C’est une question foncièrement géopolitique. Il y a une guerre larvée entre les États-Unis et la Chine. Personnellement, je ne vois pas trop de relations avec le dollar. Il y a aussi, à mes yeux, une question de politique intérieure vis-à-vis de la gestion de Donald Trump. L’objectif vise peut-être à l’empêcher de revenir sur le devant de la scène en mettant en avant de multiples erreurs qu’il aurait peut-être pu commettre.

Si la Chine devient un peu trop gênante, est-ce une manière de les avertir ? La gestion de cette crise a coûté des centaines de milliards à l’économie mondiale, donc la Chine devrait peut-être dédommager la communauté internationale ?

On ne peut pas connaître les objectifs réels.
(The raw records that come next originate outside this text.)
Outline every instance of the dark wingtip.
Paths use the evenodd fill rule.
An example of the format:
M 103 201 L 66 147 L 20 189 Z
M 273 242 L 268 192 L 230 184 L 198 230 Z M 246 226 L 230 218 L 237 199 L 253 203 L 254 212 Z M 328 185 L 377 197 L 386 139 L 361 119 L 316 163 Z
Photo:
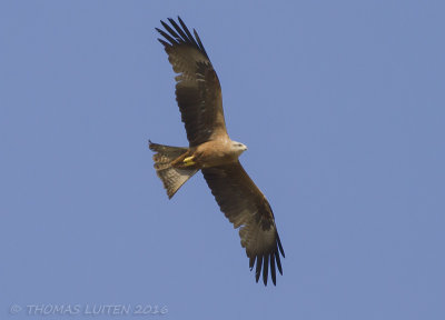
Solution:
M 263 282 L 267 286 L 267 278 L 269 277 L 269 256 L 266 254 L 263 261 Z

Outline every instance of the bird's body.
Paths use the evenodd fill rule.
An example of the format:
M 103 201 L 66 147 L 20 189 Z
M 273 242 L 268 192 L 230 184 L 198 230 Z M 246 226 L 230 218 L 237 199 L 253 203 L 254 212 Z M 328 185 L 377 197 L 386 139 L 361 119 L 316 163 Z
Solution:
M 219 80 L 198 33 L 194 30 L 194 38 L 179 17 L 180 27 L 175 20 L 168 20 L 172 28 L 161 21 L 167 32 L 157 29 L 164 37 L 158 40 L 174 71 L 179 73 L 176 77 L 176 98 L 189 147 L 169 147 L 150 141 L 149 148 L 156 152 L 157 174 L 171 198 L 200 170 L 221 211 L 234 228 L 239 228 L 250 269 L 256 263 L 256 280 L 263 269 L 263 280 L 267 284 L 270 267 L 275 284 L 275 267 L 283 273 L 279 253 L 285 254 L 270 204 L 238 160 L 247 147 L 233 141 L 227 133 Z

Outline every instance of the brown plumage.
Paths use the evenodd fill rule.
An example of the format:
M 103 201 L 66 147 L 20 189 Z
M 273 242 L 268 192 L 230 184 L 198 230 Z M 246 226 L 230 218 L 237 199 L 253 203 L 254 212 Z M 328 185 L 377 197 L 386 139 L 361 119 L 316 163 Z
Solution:
M 239 228 L 241 246 L 246 248 L 249 267 L 256 263 L 256 281 L 261 270 L 267 284 L 270 276 L 276 284 L 276 267 L 283 274 L 279 254 L 285 257 L 275 226 L 274 213 L 266 197 L 244 170 L 238 157 L 247 149 L 230 140 L 222 111 L 221 87 L 206 50 L 178 17 L 179 24 L 168 19 L 171 27 L 156 30 L 174 71 L 176 100 L 187 131 L 189 148 L 168 147 L 150 141 L 155 169 L 171 198 L 198 170 L 215 196 L 220 210 Z

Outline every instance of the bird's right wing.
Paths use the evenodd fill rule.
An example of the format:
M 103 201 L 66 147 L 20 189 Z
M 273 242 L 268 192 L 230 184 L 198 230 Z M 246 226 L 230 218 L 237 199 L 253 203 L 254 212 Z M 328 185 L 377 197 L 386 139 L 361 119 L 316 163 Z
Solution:
M 174 71 L 179 73 L 175 78 L 176 100 L 190 147 L 227 137 L 221 87 L 198 33 L 194 30 L 194 38 L 179 17 L 180 26 L 171 18 L 168 20 L 171 27 L 160 21 L 167 32 L 156 30 L 164 37 L 158 40 Z

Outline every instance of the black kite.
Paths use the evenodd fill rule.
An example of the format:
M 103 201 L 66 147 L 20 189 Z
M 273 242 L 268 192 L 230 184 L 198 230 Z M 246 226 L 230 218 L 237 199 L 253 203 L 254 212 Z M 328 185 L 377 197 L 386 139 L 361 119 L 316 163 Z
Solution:
M 176 100 L 189 141 L 188 148 L 149 142 L 157 174 L 171 198 L 198 170 L 201 170 L 220 210 L 234 228 L 239 228 L 241 246 L 246 248 L 250 270 L 256 262 L 256 281 L 261 273 L 267 284 L 268 269 L 276 284 L 276 266 L 283 274 L 279 252 L 285 257 L 275 226 L 274 213 L 266 197 L 244 170 L 238 157 L 247 150 L 230 140 L 222 112 L 221 87 L 206 50 L 178 17 L 179 24 L 160 21 L 165 31 L 162 43 L 174 71 Z M 278 252 L 279 250 L 279 252 Z

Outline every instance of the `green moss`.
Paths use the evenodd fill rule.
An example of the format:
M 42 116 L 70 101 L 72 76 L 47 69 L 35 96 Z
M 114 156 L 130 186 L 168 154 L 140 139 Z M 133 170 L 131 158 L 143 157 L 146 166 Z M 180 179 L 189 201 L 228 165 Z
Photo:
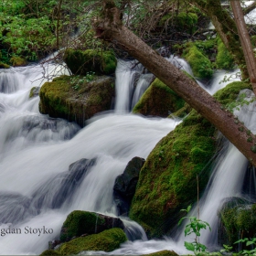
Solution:
M 174 113 L 171 113 L 168 118 L 184 118 L 186 115 L 187 115 L 191 112 L 192 108 L 187 104 L 185 103 L 184 107 L 179 109 Z
M 191 66 L 195 77 L 209 79 L 213 74 L 210 60 L 195 46 L 189 47 L 184 52 L 184 58 Z
M 240 91 L 243 89 L 251 89 L 251 86 L 246 82 L 234 81 L 218 91 L 214 94 L 214 98 L 222 105 L 228 107 L 238 98 Z
M 40 112 L 75 121 L 83 126 L 85 120 L 109 110 L 114 93 L 113 79 L 95 77 L 87 82 L 85 78 L 61 76 L 46 82 L 39 92 Z
M 216 58 L 216 64 L 219 69 L 232 69 L 234 68 L 235 62 L 226 48 L 225 45 L 220 39 L 218 40 L 218 54 Z
M 60 255 L 58 251 L 53 250 L 47 250 L 43 251 L 39 256 L 58 256 Z
M 167 250 L 160 251 L 150 254 L 144 254 L 144 256 L 177 256 L 177 255 L 178 254 L 176 254 L 175 251 L 167 251 Z
M 216 151 L 215 128 L 196 111 L 164 137 L 144 165 L 130 218 L 150 237 L 168 231 L 175 216 L 197 197 L 197 175 L 203 190 Z M 160 154 L 161 153 L 161 154 Z
M 88 234 L 95 232 L 97 225 L 104 224 L 105 220 L 101 216 L 93 212 L 74 210 L 63 223 L 60 240 L 66 241 L 73 237 L 80 237 L 87 230 Z
M 86 75 L 88 72 L 109 75 L 113 73 L 116 68 L 116 59 L 112 51 L 68 48 L 64 54 L 64 61 L 73 74 L 80 75 Z
M 155 79 L 134 106 L 133 112 L 166 117 L 169 112 L 176 112 L 184 104 L 184 100 L 173 90 Z
M 10 66 L 0 61 L 0 69 L 10 69 Z
M 177 16 L 177 27 L 180 31 L 194 33 L 197 24 L 197 15 L 195 13 L 180 12 Z
M 27 64 L 27 60 L 21 57 L 12 57 L 10 62 L 14 67 L 26 66 Z
M 256 236 L 255 204 L 225 206 L 219 212 L 219 218 L 229 244 L 233 244 L 241 238 Z
M 99 234 L 74 239 L 61 245 L 57 251 L 60 254 L 77 254 L 82 251 L 112 251 L 126 241 L 127 238 L 121 229 L 111 229 Z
C’est vrai qu’il est un peu tôt pour déclassifier de tels documents et, si les informations accusent nommément la Chine, cela peut être grave, notamment vis-à-vis des opinions mondiales.

Les opposants à l’euro ont présenté la banque centrale suisse comme un modèle idyllique, mais on s’aperçoit que c’était une erreur. Existe-t-il un système idéal entre les deux ?

La banque centrale est un outil indispensable, on a pu le vérifier ces quinze dernières années. Je rappelle le cataclysme ambiant au moment de la crise des dettes souveraines et, pour moi, Mario Draghi a été le sauveteur de l’Europe en rappelant aux marchés que la Banque centrale européenne serait là quoi qu’il arrive. Cette déclaration théâtrale a fait baisser de plusieurs crans la gravité de ce que l’on subissait à l’époque. Sans son intervention, il est très probable que l’euro aurait été démantelé. Pour revenir à la Suisse, prenons de la hauteur. C’est quand même la banque centrale de la Suisse, qui est un pays exemplaire sur le plan écologique : alors, pourquoi avoir investi dans des sociétés de pétrole et de gaz de schiste aux États-Unis ? Il y a une défaillance dans la gouvernance qui est évidente.